I think the rationale for using tricks like score matching and contrastive divergence deserves a mention: the partition function is computationally expensive.
Since we're on the subject, what are EBMs good for today?
You can take many equivalent perspectives on learning systems, but mostly it reduces to "messing with denominators in Bayes' rule". This is no different.
EBMs today aren't used because first you have to fit the joint model, then you have to fix some inputs, then fit the other inputs in a second optimization step. That's just too much compute for today's workloads compared to feedforward NNs.
- Simplicity and Stability: An EBM is the only object that needs to be trained and designed. Separate networks are not tuned to ensure balance.
- Sharing of Statistical Strength: Since the EBM is the only trained object, it requires fewer model parameters than approaches that use multiple networks.
- Adaptive Computation Time: Implicit sample generation is an iterative stochastic optimization process, which allows for a trade-off between generation quality and computation time.

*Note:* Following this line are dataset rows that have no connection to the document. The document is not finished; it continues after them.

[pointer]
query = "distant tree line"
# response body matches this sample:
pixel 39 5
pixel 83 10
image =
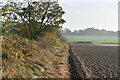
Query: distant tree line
pixel 89 31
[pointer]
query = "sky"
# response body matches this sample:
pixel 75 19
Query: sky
pixel 82 14
pixel 98 14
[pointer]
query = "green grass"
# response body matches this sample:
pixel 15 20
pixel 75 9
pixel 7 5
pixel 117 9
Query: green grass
pixel 93 39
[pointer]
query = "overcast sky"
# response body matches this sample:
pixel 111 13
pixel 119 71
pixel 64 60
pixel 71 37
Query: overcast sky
pixel 81 14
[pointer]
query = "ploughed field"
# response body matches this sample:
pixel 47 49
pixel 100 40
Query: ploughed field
pixel 97 61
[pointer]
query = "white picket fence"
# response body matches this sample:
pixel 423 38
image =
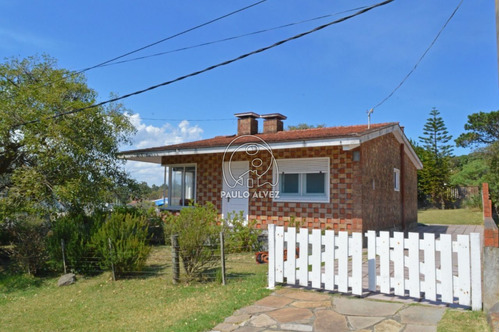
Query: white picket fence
pixel 392 265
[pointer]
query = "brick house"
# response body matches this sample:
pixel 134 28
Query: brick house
pixel 343 178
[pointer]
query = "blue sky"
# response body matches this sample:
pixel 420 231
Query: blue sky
pixel 330 77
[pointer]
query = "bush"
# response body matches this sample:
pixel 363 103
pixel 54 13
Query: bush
pixel 128 235
pixel 28 238
pixel 153 218
pixel 76 231
pixel 198 236
pixel 473 202
pixel 240 235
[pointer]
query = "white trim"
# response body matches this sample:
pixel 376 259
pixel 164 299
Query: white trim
pixel 397 179
pixel 281 145
pixel 170 167
pixel 347 143
pixel 311 165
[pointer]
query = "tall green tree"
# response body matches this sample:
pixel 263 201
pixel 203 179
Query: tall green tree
pixel 482 135
pixel 434 178
pixel 50 162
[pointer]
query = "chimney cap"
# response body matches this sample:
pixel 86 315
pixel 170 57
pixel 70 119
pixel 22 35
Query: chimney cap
pixel 246 115
pixel 273 116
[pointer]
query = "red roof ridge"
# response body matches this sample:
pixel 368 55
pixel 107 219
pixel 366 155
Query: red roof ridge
pixel 281 136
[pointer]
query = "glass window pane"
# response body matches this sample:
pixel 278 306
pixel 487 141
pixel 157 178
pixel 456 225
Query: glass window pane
pixel 315 183
pixel 176 191
pixel 189 179
pixel 289 183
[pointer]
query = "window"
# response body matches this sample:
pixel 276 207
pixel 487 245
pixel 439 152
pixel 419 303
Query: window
pixel 181 185
pixel 303 180
pixel 396 179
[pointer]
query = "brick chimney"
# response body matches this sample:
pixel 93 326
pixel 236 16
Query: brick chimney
pixel 273 122
pixel 247 123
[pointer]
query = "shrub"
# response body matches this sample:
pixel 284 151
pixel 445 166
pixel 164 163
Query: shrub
pixel 240 235
pixel 128 236
pixel 28 238
pixel 198 237
pixel 153 218
pixel 76 231
pixel 473 202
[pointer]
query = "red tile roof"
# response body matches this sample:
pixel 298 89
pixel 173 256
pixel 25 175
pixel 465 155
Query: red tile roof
pixel 281 136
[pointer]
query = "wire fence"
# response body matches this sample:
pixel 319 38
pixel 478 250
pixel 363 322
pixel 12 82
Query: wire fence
pixel 218 261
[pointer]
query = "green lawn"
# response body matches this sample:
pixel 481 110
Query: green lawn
pixel 147 303
pixel 450 217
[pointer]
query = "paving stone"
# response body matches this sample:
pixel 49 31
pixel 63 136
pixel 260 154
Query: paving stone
pixel 307 296
pixel 262 320
pixel 296 327
pixel 420 328
pixel 360 322
pixel 248 329
pixel 253 309
pixel 274 301
pixel 237 319
pixel 367 308
pixel 287 315
pixel 420 315
pixel 388 325
pixel 328 321
pixel 312 304
pixel 225 327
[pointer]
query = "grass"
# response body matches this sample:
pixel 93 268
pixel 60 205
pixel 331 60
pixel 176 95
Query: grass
pixel 463 321
pixel 147 302
pixel 451 217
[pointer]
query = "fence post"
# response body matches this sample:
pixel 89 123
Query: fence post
pixel 271 274
pixel 175 259
pixel 111 255
pixel 64 256
pixel 222 258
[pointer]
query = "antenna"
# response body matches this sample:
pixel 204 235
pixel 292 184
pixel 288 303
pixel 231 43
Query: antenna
pixel 369 116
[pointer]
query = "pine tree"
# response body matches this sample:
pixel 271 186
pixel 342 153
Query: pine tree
pixel 434 177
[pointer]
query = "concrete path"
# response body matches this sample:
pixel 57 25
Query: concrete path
pixel 291 309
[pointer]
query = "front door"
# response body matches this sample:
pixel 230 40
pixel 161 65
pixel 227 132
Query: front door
pixel 235 188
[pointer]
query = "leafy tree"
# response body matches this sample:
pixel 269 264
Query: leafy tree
pixel 481 129
pixel 434 177
pixel 305 126
pixel 47 161
pixel 482 134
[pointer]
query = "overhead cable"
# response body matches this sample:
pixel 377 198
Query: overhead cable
pixel 420 59
pixel 227 62
pixel 229 38
pixel 171 37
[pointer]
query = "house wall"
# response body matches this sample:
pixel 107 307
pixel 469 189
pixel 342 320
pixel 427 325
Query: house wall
pixel 410 196
pixel 342 212
pixel 382 206
pixel 353 206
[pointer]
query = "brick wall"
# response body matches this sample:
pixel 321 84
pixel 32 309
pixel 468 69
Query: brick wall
pixel 339 214
pixel 381 204
pixel 410 194
pixel 354 205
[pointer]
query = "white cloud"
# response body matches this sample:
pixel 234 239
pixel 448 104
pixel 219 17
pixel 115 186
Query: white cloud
pixel 148 136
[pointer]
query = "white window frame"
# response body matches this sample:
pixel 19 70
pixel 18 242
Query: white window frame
pixel 302 166
pixel 397 179
pixel 170 187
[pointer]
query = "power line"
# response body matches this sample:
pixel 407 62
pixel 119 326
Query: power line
pixel 227 62
pixel 421 58
pixel 229 38
pixel 171 37
pixel 190 120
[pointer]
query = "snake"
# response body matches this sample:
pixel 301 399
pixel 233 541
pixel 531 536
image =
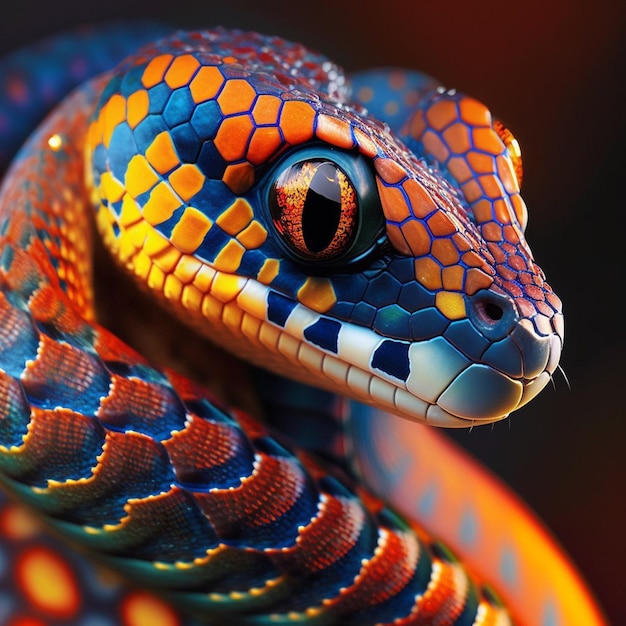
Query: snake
pixel 359 241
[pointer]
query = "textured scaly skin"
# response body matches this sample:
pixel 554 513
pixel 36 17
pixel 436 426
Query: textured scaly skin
pixel 143 466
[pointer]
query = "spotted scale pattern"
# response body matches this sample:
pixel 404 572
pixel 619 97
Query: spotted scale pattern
pixel 127 460
pixel 242 524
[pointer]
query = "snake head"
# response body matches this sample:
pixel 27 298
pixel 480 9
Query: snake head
pixel 234 175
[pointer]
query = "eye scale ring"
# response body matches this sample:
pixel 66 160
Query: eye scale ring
pixel 314 207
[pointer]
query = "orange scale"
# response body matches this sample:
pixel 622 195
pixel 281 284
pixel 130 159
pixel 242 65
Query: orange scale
pixel 535 292
pixel 481 163
pixel 513 288
pixel 440 224
pixel 525 307
pixel 237 96
pixel 474 112
pixel 394 203
pixel 483 211
pixel 428 273
pixel 499 258
pixel 297 120
pixel 390 170
pixel 181 71
pixel 239 177
pixel 473 259
pixel 422 203
pixel 472 190
pixel 492 232
pixel 264 143
pixel 441 114
pixel 453 278
pixel 434 144
pixel 114 114
pixel 266 109
pixel 206 84
pixel 445 252
pixel 397 240
pixel 233 136
pixel 487 140
pixel 334 131
pixel 366 144
pixel 543 323
pixel 48 583
pixel 491 187
pixel 417 237
pixel 506 273
pixel 501 211
pixel 461 243
pixel 475 280
pixel 155 70
pixel 457 137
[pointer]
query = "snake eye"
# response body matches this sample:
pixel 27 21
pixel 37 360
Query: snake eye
pixel 513 148
pixel 314 207
pixel 324 207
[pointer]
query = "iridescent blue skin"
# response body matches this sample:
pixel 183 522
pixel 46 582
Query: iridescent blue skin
pixel 384 298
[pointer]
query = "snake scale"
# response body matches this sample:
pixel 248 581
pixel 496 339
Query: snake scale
pixel 369 246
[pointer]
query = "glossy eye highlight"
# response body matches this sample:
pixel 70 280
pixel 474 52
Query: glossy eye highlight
pixel 314 208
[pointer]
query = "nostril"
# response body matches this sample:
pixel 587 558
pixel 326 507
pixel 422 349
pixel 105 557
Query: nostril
pixel 492 313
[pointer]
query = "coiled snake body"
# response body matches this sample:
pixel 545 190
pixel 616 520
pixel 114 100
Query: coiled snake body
pixel 238 178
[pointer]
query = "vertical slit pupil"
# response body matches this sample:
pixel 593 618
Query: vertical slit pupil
pixel 322 208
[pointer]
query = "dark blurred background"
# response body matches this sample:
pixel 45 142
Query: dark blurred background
pixel 554 72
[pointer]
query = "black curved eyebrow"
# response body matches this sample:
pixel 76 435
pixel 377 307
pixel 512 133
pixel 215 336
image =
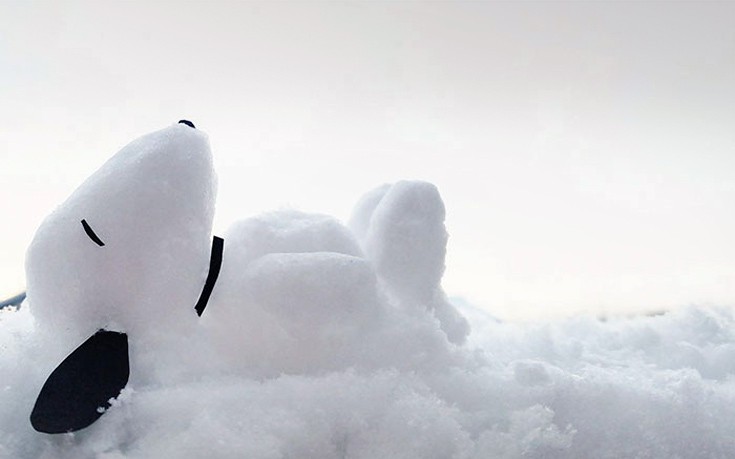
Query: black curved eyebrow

- VAEs and flow-based models are bound by the manifold structure
of the prior distribution and consequently have issues modelling discontinuous data manifolds, often assigning probability mass to areas unwarranted by the data. EBMs avoid this issue by directly modelling particular regions as high or lower energy.
- Compositionality: If we think of energy functions as costs for a certain goals or constraints, summation of two or more energies corresponds to satisfying all their goals or constraints.
As far as I can tell, flow-based models are bound by the exact same requirements as energy based models (flow = diffusion/normalizing flow/flow-matching models). But they're absolutely right about VAEs. Those are a memetic virus that need to die off in favor of more theoretically grounded encoders.